Devo ammetterlo, quando Sarri è diventato l’allenatore del Napoli mi sono accodato ai tanti tifosi delusi che si sarebbero aspettati un nome diverso per la panchina azzurra dopo l’addio di Rafa Benitez. Un tecnico con un curriculum poco importante, la terza scelta del Presidente Aurelio De Laurentiis che avrebbe voluto Unai EmerySiniša Mihajlović. La tuta, le sigarette, il filtro delle bionde mangiucchiato e assaporato durante le partite.
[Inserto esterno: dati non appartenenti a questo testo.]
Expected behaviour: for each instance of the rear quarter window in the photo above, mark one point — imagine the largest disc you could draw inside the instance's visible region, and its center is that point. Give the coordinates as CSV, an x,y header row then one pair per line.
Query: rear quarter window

Ebbene si, Sarri non mi andava a genio, non mi piaceva. L’avevo giudicato male, identificandolo in quella provincialità che spesso caratterizza la nostra città, la nostra squadra e la nostra tifoseria. E invece chapeau! Fortunato ADL, fortunati noi. Sarri ha ribaltato tutto con  umiltà e lavorando sodo. L’allenatore del Napoli restando sempre se stesso ha trasformato in punti di forza quelle caratteristiche che tanto facevano dubitare di lui. Forse per questo mi è entrato nel cuore, perché è stato in grado di farmi cambiare idea. E non c’è cosa più bella, di quella di vedere abbattuto un pregiudizio. In questo caso ricredermi è stato per me come una manna dal cielo. Ora difficilmente potrò tornare indietro, anche se il Napoli (e qui da buon napoletano faccio gli scongiuri) non dovesse vincere. Soprattutto perché adesso quella tuta e quei filtri delle sigarette li adoro, mentre Sarri che siede sulla panchina azzurra con addosso una giacca proprio non riesco ad immaginarlo.